Friday 13 June 2008

NO LIGHTS ...

Sheesh, red wine on the plane, what am I thinking? Things are getting desperate, or rather, back to normal? I'm not quite sure which it is, could be either really. Not that it matters, no-one else is keeping count, or tally, or whatever other word you'd like to call it ... Thanks for the mix Dan, this should keep me entertained for a wee while at least.

What was I going to write about? Things to be done I suppose, desires that are still wanting. What clarity has this morning provided? Not much more than from last night, however there are a few more friendly faces around town to make me feel welcome. Age is right though, I should make a list of the things I want to do, I'm not so sure about keeping it private, I don't really care what anyone else thinks, I just need to have it somehow I know I can refer to it, not hidden away where I'll never reflect on it. Let's see if I can get it to 10 just now ...

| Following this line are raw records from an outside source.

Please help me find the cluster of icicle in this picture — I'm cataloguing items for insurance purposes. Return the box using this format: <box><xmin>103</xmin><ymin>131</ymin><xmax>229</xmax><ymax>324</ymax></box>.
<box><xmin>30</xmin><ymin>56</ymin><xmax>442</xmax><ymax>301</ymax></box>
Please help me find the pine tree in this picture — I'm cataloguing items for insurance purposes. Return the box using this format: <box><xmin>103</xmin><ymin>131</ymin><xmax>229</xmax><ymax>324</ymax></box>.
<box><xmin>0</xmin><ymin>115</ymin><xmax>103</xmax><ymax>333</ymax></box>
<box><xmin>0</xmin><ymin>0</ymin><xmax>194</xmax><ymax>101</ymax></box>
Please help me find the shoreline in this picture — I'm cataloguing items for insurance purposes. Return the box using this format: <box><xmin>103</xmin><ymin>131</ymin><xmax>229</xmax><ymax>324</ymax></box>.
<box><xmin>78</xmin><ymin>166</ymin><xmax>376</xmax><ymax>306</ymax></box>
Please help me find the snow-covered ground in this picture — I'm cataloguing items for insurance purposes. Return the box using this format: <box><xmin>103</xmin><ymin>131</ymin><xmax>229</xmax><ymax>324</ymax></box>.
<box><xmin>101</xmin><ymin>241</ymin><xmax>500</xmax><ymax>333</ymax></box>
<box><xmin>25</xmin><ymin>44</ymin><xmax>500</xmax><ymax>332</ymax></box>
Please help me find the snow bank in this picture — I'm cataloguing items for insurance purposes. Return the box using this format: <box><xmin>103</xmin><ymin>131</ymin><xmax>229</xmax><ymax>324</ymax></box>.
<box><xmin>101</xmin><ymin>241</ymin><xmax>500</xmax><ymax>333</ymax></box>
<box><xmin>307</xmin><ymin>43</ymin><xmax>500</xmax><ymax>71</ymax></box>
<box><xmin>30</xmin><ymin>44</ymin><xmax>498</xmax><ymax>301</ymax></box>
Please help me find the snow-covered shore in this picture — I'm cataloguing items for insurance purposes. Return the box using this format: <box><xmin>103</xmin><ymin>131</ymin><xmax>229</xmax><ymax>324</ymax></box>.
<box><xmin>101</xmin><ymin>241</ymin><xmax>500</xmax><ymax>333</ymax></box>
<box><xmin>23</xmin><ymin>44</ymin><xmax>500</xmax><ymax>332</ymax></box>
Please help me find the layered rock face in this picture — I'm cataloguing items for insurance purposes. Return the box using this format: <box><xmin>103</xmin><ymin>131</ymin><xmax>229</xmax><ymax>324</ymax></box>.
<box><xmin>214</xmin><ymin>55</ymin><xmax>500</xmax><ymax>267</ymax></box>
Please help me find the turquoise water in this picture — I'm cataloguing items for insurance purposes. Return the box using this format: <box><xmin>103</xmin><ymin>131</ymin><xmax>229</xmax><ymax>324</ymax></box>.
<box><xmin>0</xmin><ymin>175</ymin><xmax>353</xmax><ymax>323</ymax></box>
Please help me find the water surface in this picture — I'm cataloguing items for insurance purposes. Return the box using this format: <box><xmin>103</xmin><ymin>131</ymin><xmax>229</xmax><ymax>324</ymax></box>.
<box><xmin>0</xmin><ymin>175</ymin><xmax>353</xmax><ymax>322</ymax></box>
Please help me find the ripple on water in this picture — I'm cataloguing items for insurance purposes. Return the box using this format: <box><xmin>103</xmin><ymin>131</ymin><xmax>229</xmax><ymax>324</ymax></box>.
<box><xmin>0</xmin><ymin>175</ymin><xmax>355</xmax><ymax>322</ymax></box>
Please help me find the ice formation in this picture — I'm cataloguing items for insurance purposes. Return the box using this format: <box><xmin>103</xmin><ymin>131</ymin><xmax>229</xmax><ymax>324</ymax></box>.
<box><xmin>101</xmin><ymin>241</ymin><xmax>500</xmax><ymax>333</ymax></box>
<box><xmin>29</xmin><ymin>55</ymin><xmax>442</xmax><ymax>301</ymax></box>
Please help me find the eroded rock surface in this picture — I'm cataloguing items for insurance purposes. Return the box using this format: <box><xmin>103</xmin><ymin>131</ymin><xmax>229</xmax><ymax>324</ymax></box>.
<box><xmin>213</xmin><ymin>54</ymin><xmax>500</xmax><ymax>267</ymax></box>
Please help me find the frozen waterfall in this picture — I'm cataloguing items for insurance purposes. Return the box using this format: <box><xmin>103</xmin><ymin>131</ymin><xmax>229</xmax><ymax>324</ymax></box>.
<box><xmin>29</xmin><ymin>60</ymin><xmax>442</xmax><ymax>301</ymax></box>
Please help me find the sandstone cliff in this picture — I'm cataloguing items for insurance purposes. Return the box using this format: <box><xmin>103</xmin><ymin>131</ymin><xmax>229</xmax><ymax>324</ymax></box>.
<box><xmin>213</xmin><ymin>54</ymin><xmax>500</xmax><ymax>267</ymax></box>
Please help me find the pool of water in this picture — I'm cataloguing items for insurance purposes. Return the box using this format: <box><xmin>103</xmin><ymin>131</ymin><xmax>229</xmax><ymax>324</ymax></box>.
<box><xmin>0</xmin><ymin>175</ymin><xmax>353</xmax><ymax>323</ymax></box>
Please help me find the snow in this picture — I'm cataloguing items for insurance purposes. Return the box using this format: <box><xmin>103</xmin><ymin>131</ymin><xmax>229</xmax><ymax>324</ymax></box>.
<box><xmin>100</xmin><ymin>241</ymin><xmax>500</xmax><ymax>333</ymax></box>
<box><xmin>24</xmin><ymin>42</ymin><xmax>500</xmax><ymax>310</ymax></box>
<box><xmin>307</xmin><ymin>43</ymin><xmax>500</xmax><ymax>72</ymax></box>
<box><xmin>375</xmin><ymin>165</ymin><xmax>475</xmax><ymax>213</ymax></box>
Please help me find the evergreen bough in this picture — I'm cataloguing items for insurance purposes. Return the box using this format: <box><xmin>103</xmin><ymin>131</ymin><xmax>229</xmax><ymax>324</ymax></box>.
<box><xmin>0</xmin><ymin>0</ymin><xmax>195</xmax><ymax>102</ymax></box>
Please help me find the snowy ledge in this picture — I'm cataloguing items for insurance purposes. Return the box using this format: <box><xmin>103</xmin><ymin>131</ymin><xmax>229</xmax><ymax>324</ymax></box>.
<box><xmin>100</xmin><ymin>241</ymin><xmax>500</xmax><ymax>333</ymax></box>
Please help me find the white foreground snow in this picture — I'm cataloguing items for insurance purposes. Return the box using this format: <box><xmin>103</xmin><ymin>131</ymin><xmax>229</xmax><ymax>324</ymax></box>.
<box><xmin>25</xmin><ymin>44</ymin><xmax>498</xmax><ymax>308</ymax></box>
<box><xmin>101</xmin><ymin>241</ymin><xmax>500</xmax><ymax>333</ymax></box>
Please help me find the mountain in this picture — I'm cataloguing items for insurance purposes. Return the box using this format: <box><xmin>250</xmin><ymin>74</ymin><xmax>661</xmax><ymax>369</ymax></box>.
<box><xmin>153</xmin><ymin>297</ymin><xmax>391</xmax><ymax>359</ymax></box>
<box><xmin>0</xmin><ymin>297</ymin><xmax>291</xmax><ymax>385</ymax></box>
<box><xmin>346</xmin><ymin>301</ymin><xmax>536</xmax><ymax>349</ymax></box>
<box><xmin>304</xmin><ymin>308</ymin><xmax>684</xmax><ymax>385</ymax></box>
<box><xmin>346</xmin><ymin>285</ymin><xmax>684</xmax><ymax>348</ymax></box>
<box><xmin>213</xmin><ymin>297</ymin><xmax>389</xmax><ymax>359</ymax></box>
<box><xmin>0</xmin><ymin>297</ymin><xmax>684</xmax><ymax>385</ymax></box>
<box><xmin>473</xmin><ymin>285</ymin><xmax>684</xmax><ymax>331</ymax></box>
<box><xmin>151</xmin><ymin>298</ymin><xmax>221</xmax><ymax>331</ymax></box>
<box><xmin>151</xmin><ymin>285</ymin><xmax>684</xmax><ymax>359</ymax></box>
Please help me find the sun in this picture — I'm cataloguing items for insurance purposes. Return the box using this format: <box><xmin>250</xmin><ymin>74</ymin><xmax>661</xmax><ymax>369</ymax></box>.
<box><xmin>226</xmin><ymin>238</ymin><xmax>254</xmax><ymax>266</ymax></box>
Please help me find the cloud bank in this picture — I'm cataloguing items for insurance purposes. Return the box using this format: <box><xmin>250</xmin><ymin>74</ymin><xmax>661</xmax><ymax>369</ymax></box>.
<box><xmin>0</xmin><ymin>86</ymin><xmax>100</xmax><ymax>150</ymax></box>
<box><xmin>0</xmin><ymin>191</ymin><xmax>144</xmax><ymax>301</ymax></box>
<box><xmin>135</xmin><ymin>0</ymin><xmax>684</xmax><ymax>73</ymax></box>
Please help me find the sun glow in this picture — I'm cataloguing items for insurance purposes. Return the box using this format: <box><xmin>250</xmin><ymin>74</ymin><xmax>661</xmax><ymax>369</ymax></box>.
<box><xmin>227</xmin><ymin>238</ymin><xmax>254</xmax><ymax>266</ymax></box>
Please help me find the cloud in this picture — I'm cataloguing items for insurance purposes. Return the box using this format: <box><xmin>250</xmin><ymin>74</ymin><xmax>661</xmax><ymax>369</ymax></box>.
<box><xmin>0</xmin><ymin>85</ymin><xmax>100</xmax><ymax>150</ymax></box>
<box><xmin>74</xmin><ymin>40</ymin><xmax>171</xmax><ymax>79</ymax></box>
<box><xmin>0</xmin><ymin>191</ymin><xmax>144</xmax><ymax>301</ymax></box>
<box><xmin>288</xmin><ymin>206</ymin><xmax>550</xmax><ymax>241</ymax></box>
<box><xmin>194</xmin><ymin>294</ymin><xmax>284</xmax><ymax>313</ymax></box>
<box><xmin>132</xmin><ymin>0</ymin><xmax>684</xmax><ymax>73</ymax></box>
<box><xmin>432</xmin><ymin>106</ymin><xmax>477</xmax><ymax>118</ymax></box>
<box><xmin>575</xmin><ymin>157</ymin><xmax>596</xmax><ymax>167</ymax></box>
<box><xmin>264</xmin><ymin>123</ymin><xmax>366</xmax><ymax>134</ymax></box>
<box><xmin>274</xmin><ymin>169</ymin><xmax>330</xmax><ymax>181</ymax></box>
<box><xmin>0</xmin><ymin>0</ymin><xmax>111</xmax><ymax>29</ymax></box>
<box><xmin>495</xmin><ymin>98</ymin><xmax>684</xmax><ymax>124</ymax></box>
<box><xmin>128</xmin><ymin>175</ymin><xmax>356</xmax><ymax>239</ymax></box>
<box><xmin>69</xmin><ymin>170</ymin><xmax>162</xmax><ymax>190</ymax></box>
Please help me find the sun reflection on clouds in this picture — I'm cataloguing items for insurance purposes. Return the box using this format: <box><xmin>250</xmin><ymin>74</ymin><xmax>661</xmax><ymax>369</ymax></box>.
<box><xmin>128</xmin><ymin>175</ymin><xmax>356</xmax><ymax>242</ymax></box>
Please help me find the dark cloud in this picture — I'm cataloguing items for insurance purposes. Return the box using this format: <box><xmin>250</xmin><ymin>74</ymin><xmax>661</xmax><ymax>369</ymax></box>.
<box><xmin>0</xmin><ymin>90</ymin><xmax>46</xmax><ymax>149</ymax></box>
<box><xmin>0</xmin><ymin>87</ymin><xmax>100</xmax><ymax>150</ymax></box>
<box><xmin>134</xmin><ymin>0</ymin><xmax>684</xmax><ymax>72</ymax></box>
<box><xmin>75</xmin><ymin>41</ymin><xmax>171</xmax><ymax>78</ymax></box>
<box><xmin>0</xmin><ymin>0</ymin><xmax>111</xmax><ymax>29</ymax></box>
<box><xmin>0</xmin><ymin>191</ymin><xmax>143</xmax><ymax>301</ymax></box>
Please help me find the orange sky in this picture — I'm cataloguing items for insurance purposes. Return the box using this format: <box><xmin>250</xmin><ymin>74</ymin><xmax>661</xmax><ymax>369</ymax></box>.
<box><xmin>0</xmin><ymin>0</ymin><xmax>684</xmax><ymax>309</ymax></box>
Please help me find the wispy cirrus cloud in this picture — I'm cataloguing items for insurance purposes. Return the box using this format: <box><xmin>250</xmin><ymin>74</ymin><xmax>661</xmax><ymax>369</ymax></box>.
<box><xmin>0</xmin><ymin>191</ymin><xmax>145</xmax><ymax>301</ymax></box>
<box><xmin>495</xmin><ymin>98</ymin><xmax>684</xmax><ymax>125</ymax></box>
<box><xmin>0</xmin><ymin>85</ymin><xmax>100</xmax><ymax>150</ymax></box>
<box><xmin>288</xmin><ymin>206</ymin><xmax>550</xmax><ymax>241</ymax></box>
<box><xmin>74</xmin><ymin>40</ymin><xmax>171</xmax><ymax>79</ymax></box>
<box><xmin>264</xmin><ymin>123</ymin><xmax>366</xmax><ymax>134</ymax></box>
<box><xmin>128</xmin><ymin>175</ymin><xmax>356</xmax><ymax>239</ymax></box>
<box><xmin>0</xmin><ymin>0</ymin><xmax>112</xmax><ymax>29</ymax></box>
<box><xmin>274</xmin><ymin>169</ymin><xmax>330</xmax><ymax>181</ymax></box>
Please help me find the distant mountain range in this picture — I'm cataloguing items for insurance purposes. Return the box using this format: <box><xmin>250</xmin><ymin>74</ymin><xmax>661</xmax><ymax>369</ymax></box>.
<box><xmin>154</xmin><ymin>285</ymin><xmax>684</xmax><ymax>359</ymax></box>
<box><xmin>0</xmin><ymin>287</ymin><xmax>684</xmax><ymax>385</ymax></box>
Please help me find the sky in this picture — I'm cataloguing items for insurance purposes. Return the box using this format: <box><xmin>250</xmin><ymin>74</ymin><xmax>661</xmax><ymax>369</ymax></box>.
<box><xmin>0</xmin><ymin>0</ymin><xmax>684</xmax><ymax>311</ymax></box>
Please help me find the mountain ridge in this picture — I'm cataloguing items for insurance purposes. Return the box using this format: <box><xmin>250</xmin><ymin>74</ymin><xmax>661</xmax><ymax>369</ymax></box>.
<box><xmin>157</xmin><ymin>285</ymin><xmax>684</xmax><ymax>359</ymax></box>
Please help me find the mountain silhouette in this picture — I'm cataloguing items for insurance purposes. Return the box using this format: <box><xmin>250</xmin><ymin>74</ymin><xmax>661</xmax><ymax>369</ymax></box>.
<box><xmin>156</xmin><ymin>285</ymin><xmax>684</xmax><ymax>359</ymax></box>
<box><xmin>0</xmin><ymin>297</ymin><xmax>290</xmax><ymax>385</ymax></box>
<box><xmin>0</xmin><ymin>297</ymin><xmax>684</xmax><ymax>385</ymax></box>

1. Learn Spanish - to no particular extent, just to start and to continue doing so if possible.
2. Purchase the acoustic bass that I've always been on about, and teach myself how to play.
3. Become a TM proper - I could amend this to being: go on tour overseas with a band I love, either or would do. However from the "Dreams" list it would be fabulous to be able to make it into a proper job.
4. Own a cat - doesn't go terribly well with the overseas TM job, but y'know, I'm trying to come up with 10 things here!
5. Learn to DJ - either that or just find a program where I can mix tracks into one another so I can do it at home. I doubt I'd be terribly good at it, I'd just still really like to do it.
6. Write more - blogs, stream of consciousness, diary, fiction, lyrics, prose, whatever. I should keep more of what I think, mostly so that I don't let it destroy my mind, but also just for, because I always said I couldn't.
7. Cook one new thing every week - difficult with the parentals, but necessary. And I could keep a journal of what I make, thereby writing more too.
8. Be more confident - believe in myself more, believe in people wanting to know and talk me. Speak to the people I want to, I need to lose the paralysing fear I have of rejection. Be more like I was on Friday night, I enjoyed the rush of it all, and it paid off handsomely ... oh, did it ever.
9. Move back to Melbourne - again, difficult, yet necessary. End of November looks good, set about making plans to make this happen.
10. Get married - so much easier said than done, but it does need to be acknowledged. There's no point pretending it isn't actually the longest real desire I've had on the list. I'm sending it out there, I want it happen. It ultimately has to be for love but it can start off with a visa/passport thing if necessary. I don't know how I manage to daydream so incredibly far off into the future from just one night, but ... oh, you never know. I don't know how I allow myself to (seemingly) be hurt so badly, yet to still think of the good in it; the possibility is still very very fresh in the air. That's today's perspective anyway, this very minute.

The silly boy is still very much desired. If only ...

OK, I made it to 10, that's an achievement in itself. Post it tonight, see where I go. Review soon, very soon.

1 comment:

Jamie said...

That Age is quite cunning with his list-prodding suggestions - I see you have also been ensnared! BUT - look at him, he's achieving things, you can hardly deny that, bless him.